Stoner was originally educated at Virginia Tech as a geologist, though that wasn’t her original plan.
“I went to Virginia Tech to be an engineer. And of course, one of the requirements as a freshman is you have to take a science class. I took geology 101 and had a graduate teaching assistant who was phenomenal. He really got me more and more interested in geology. He said you’re good at this, why don't you stay in the program? And I did,” Stoner said.
She graduated and moved to South Carolina, where she worked for the Department of Health and Environmental Control developing alternative waste water systems. Then, she met her husband, Allen, who converted her into a Pittsburgh Penguins fan and she eventually ended up in Johnson City, where she’s been for the last 22 years. This is where she considers home.

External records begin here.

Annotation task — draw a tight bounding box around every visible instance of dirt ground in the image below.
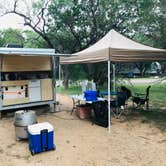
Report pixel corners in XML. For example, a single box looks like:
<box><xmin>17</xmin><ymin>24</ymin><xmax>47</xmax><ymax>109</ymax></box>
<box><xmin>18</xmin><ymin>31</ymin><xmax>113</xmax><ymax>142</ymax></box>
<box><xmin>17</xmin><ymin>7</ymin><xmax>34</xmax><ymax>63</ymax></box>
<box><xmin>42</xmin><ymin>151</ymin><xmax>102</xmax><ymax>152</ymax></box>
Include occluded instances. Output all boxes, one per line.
<box><xmin>0</xmin><ymin>95</ymin><xmax>166</xmax><ymax>166</ymax></box>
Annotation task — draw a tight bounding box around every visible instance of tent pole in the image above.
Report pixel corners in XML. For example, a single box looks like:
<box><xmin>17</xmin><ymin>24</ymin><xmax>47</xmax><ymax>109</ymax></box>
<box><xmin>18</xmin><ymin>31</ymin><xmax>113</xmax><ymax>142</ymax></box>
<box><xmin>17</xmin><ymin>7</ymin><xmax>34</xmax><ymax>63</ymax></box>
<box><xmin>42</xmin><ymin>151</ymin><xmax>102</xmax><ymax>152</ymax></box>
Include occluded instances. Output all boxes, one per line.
<box><xmin>112</xmin><ymin>63</ymin><xmax>116</xmax><ymax>92</ymax></box>
<box><xmin>59</xmin><ymin>63</ymin><xmax>61</xmax><ymax>84</ymax></box>
<box><xmin>108</xmin><ymin>60</ymin><xmax>111</xmax><ymax>133</ymax></box>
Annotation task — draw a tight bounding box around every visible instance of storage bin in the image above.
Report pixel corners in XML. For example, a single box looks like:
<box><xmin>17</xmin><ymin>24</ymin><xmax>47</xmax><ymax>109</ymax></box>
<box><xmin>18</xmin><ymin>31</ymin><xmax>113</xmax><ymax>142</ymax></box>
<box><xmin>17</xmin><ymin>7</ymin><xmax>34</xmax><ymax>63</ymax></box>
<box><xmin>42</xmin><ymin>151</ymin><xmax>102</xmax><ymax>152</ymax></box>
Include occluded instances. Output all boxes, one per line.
<box><xmin>84</xmin><ymin>91</ymin><xmax>97</xmax><ymax>101</ymax></box>
<box><xmin>28</xmin><ymin>122</ymin><xmax>55</xmax><ymax>155</ymax></box>
<box><xmin>76</xmin><ymin>105</ymin><xmax>92</xmax><ymax>119</ymax></box>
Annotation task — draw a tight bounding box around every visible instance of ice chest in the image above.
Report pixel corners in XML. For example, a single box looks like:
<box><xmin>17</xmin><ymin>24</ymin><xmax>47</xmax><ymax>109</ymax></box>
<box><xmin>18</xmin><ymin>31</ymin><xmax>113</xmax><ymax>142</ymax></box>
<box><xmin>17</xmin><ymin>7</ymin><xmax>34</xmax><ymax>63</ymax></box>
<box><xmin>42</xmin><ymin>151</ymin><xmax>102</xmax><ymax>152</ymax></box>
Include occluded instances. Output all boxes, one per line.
<box><xmin>84</xmin><ymin>91</ymin><xmax>97</xmax><ymax>101</ymax></box>
<box><xmin>28</xmin><ymin>122</ymin><xmax>55</xmax><ymax>155</ymax></box>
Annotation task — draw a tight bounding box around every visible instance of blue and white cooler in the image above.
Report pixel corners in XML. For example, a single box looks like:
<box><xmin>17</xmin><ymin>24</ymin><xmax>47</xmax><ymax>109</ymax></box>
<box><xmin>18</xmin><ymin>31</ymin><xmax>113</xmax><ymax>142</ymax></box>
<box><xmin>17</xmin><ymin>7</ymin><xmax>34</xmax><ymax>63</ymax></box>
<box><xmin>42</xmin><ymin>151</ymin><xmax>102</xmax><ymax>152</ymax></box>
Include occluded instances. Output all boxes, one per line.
<box><xmin>28</xmin><ymin>122</ymin><xmax>55</xmax><ymax>155</ymax></box>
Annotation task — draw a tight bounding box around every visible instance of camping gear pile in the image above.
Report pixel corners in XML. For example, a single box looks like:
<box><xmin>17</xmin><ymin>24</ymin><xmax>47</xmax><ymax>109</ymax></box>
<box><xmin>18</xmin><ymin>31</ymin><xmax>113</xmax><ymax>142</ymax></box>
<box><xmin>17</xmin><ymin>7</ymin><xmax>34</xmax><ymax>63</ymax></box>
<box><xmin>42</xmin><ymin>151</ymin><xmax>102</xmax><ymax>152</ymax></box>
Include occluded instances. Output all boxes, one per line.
<box><xmin>14</xmin><ymin>110</ymin><xmax>55</xmax><ymax>155</ymax></box>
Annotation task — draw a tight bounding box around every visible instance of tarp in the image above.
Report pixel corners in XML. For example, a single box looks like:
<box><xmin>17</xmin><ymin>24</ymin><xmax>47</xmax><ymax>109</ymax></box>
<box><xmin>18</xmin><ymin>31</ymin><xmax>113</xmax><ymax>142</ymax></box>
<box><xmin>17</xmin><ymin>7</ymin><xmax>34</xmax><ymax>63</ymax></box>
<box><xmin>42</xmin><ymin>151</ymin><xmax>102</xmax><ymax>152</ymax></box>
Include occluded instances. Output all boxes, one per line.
<box><xmin>60</xmin><ymin>29</ymin><xmax>166</xmax><ymax>64</ymax></box>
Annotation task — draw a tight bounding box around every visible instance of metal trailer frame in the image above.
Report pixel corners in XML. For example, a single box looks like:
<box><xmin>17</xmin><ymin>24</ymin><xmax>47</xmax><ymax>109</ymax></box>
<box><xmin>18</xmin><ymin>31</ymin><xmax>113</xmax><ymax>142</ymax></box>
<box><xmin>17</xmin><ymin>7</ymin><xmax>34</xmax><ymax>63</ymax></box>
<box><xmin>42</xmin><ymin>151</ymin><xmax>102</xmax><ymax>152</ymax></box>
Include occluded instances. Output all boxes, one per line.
<box><xmin>0</xmin><ymin>47</ymin><xmax>70</xmax><ymax>112</ymax></box>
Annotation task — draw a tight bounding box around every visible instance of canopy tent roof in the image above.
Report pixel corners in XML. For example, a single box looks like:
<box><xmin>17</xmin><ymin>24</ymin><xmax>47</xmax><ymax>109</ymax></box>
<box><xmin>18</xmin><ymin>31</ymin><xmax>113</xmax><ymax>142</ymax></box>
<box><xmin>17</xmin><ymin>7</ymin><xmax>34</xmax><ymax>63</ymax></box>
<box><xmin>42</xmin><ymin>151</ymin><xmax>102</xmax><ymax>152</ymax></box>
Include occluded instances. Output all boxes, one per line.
<box><xmin>60</xmin><ymin>29</ymin><xmax>166</xmax><ymax>64</ymax></box>
<box><xmin>0</xmin><ymin>47</ymin><xmax>70</xmax><ymax>57</ymax></box>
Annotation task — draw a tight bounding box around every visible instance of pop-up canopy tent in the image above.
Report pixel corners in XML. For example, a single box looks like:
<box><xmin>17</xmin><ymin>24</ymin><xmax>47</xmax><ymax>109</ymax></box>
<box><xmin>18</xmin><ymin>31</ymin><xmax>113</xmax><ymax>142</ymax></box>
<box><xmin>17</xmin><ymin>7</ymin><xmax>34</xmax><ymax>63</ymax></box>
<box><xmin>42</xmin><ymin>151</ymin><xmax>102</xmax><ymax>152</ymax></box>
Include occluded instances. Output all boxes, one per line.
<box><xmin>60</xmin><ymin>29</ymin><xmax>166</xmax><ymax>131</ymax></box>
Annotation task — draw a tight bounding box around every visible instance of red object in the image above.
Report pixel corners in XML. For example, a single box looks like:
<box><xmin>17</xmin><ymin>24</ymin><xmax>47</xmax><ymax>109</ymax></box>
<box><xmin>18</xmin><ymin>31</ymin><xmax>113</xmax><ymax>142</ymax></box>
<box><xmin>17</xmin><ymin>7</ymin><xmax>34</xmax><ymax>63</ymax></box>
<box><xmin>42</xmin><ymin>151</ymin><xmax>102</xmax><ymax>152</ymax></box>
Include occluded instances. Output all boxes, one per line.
<box><xmin>76</xmin><ymin>105</ymin><xmax>92</xmax><ymax>119</ymax></box>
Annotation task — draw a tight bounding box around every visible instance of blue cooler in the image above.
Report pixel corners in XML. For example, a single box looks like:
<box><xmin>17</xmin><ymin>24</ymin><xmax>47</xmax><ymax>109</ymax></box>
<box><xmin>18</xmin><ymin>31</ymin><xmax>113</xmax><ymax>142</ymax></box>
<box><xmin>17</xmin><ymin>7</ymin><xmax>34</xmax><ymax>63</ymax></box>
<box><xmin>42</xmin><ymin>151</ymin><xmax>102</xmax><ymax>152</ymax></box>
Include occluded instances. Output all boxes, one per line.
<box><xmin>84</xmin><ymin>90</ymin><xmax>97</xmax><ymax>101</ymax></box>
<box><xmin>28</xmin><ymin>122</ymin><xmax>55</xmax><ymax>155</ymax></box>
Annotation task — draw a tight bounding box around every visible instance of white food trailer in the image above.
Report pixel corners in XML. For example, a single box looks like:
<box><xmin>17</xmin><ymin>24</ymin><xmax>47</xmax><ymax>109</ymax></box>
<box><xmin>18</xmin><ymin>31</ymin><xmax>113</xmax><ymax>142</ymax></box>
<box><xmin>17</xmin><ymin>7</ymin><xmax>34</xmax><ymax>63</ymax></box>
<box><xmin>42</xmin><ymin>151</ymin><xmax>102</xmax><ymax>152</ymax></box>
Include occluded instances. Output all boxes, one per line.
<box><xmin>0</xmin><ymin>47</ymin><xmax>57</xmax><ymax>111</ymax></box>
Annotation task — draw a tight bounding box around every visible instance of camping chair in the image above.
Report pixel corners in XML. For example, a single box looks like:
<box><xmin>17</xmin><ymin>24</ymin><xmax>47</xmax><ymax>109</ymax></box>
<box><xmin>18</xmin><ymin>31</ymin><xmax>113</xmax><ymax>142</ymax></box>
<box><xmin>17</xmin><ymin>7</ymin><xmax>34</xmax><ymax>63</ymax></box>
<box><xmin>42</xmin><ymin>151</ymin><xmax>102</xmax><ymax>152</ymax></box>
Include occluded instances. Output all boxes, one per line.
<box><xmin>110</xmin><ymin>92</ymin><xmax>128</xmax><ymax>118</ymax></box>
<box><xmin>93</xmin><ymin>101</ymin><xmax>108</xmax><ymax>127</ymax></box>
<box><xmin>132</xmin><ymin>86</ymin><xmax>151</xmax><ymax>110</ymax></box>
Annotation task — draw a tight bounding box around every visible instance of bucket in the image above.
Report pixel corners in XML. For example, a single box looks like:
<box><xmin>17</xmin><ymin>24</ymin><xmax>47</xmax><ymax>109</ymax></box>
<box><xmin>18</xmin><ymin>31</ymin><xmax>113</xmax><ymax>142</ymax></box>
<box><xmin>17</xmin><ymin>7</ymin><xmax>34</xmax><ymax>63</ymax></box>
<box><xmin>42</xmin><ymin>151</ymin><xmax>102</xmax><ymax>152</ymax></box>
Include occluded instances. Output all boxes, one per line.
<box><xmin>84</xmin><ymin>91</ymin><xmax>97</xmax><ymax>101</ymax></box>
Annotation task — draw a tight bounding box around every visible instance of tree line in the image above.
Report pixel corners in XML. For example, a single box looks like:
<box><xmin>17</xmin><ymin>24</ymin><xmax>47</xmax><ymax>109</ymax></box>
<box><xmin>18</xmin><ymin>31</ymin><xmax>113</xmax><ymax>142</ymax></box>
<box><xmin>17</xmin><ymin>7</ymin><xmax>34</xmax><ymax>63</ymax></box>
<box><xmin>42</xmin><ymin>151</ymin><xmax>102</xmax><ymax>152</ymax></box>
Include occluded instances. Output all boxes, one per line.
<box><xmin>0</xmin><ymin>0</ymin><xmax>166</xmax><ymax>88</ymax></box>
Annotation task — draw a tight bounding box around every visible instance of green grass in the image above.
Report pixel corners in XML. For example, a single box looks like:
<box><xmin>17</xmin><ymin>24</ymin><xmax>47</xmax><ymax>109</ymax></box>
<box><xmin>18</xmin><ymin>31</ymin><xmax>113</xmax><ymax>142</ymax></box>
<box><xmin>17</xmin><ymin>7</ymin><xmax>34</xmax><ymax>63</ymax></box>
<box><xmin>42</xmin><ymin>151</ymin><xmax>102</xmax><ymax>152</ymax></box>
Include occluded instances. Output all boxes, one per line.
<box><xmin>56</xmin><ymin>86</ymin><xmax>82</xmax><ymax>95</ymax></box>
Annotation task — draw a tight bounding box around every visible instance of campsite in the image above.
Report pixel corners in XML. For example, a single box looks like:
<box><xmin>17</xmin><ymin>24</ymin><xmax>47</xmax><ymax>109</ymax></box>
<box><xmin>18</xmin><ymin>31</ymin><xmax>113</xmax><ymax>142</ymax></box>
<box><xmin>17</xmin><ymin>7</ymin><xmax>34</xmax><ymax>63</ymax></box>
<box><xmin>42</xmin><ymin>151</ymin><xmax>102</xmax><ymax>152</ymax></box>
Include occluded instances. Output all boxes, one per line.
<box><xmin>0</xmin><ymin>0</ymin><xmax>166</xmax><ymax>166</ymax></box>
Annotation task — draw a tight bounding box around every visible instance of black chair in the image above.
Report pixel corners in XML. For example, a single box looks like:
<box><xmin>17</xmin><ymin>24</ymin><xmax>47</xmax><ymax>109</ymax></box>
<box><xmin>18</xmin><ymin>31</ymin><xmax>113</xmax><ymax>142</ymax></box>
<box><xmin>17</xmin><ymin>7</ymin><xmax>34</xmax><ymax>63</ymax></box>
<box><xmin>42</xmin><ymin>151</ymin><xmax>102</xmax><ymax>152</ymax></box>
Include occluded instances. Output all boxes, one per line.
<box><xmin>132</xmin><ymin>86</ymin><xmax>151</xmax><ymax>110</ymax></box>
<box><xmin>110</xmin><ymin>92</ymin><xmax>129</xmax><ymax>118</ymax></box>
<box><xmin>93</xmin><ymin>101</ymin><xmax>108</xmax><ymax>127</ymax></box>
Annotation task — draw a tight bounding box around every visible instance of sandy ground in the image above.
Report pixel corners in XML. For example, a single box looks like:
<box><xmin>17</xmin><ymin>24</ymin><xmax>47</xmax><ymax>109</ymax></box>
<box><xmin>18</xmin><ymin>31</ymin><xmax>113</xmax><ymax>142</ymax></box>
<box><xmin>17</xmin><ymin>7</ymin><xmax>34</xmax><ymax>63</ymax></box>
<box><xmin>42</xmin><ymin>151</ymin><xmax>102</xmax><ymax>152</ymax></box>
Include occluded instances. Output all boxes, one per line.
<box><xmin>0</xmin><ymin>95</ymin><xmax>166</xmax><ymax>166</ymax></box>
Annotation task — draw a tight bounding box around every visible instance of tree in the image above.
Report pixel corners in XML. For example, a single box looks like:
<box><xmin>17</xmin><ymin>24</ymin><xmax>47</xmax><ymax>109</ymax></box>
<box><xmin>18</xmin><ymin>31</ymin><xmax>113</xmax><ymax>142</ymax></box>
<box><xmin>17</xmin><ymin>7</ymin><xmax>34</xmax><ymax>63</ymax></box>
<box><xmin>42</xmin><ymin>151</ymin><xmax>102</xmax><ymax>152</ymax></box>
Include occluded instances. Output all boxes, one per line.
<box><xmin>0</xmin><ymin>0</ymin><xmax>166</xmax><ymax>87</ymax></box>
<box><xmin>0</xmin><ymin>28</ymin><xmax>24</xmax><ymax>47</ymax></box>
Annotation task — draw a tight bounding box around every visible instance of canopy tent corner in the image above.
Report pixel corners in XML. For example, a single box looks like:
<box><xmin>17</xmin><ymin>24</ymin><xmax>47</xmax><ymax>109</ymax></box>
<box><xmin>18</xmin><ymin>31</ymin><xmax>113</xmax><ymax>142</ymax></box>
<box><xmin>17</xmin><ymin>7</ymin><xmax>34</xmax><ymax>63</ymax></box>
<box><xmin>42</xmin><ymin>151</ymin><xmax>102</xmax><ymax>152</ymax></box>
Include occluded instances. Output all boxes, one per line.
<box><xmin>60</xmin><ymin>29</ymin><xmax>166</xmax><ymax>132</ymax></box>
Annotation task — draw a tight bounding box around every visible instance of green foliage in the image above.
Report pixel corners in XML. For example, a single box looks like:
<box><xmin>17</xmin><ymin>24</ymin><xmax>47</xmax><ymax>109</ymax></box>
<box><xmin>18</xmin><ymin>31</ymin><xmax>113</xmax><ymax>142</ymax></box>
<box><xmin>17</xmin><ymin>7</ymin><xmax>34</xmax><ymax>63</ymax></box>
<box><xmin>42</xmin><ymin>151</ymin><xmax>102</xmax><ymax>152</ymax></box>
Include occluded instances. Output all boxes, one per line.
<box><xmin>0</xmin><ymin>28</ymin><xmax>24</xmax><ymax>47</ymax></box>
<box><xmin>23</xmin><ymin>30</ymin><xmax>48</xmax><ymax>48</ymax></box>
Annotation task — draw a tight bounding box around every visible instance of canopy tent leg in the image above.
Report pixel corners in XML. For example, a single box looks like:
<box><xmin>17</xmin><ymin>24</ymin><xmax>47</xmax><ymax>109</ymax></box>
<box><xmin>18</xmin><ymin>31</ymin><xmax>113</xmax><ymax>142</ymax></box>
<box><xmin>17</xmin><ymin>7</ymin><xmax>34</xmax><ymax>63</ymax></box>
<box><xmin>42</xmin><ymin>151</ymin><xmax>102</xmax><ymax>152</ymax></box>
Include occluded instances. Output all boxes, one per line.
<box><xmin>112</xmin><ymin>63</ymin><xmax>116</xmax><ymax>92</ymax></box>
<box><xmin>59</xmin><ymin>63</ymin><xmax>61</xmax><ymax>84</ymax></box>
<box><xmin>108</xmin><ymin>60</ymin><xmax>111</xmax><ymax>132</ymax></box>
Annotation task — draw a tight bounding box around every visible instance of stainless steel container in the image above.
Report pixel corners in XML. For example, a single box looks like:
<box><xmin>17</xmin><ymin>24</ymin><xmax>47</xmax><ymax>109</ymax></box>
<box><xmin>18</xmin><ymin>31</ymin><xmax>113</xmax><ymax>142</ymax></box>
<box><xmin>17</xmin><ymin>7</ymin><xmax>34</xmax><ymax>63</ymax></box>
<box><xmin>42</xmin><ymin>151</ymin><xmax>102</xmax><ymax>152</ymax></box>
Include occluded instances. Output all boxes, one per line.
<box><xmin>14</xmin><ymin>110</ymin><xmax>37</xmax><ymax>140</ymax></box>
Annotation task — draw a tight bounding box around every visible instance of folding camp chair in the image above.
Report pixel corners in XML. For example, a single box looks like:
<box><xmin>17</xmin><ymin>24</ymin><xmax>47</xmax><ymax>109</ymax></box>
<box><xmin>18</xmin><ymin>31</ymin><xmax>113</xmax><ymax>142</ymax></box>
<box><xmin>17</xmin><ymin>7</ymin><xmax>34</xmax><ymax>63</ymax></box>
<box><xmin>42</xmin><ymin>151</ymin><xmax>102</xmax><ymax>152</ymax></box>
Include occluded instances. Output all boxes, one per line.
<box><xmin>132</xmin><ymin>86</ymin><xmax>151</xmax><ymax>110</ymax></box>
<box><xmin>110</xmin><ymin>92</ymin><xmax>128</xmax><ymax>118</ymax></box>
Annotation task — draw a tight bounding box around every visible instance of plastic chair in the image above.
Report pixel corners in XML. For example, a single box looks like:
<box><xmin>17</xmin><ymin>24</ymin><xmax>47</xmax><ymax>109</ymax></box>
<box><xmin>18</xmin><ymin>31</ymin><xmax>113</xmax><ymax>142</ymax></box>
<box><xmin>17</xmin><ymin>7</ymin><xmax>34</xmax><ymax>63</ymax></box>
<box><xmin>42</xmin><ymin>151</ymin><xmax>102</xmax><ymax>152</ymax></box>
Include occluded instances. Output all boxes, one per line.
<box><xmin>132</xmin><ymin>86</ymin><xmax>151</xmax><ymax>110</ymax></box>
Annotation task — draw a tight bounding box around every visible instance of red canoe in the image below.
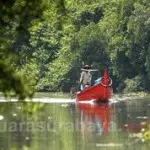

Throughout those years, Stoner has been been involved heavily in the PTA while her son was in school and also worked at the Gray Fossil Site when it was first discovered.
“When we got married, I became a stay-at-home mom and then the fossil site was discovered when my son was 8. He didn’t need me at home, he was in school, so I begged Dr. (Steven) Wallace to take me on and he did,” Lisa said. “At the fossil site I started out as a volunteer. I moved up to the volunteer coordinator and Dr. Wallace's assistant and then the grant manager as we built the museum.”
She was there for the discovery of many of the fossils that are housed in Gray Fossil Site’s Museum before there were buildings — or even fences — at the site. They worked in any weather, meticulously digging up fossils of creatures from the site’s ancient watering hole.
“I was there the day Wallace found the saber-toothed cat. I heard him yell — and here you have a grown man, he's waving his arms and he's jumping up and down! There are camels ... and we are the largest site for tapers in North America, probably the world,” Stoner said.
Now, Stoner spends much less time at the site and has moved onto different things. She works as a consultant and property manager at Borla Performances Industries and owns several businesses, including custom engraving, antiques and vintage women’s clothes and accessories.
However, to Stoner, she doesn't see a huge difference between digging up fossil sites and running a business.
“I think the meticulous manner of which you handle the fossils in order to catalog them, know where they came from where you found them, (...) sort of helps with the meticulous flow of your business and how you have to keep your records,” Stoner said.
Sometimes she’s ferrying un-released cars across state lines, sometimes she’s working in her office downtown and other times she’s watching hockey games, going to concerts or taking a trip to Myrtle Beach, South Carolina, with her husband to search for shark’s teeth. She always doing something.
All this experience means she can tell stories of volunteers digging up almost completely preserved turtle fossils, driving exclusive cars that sometimes didn’t even make it into production and even the regular occurrence of accidentally setting her clipboard on rattlesnakes.
And though she insists her life isn’t that interesting, it doesn’t seem so boring.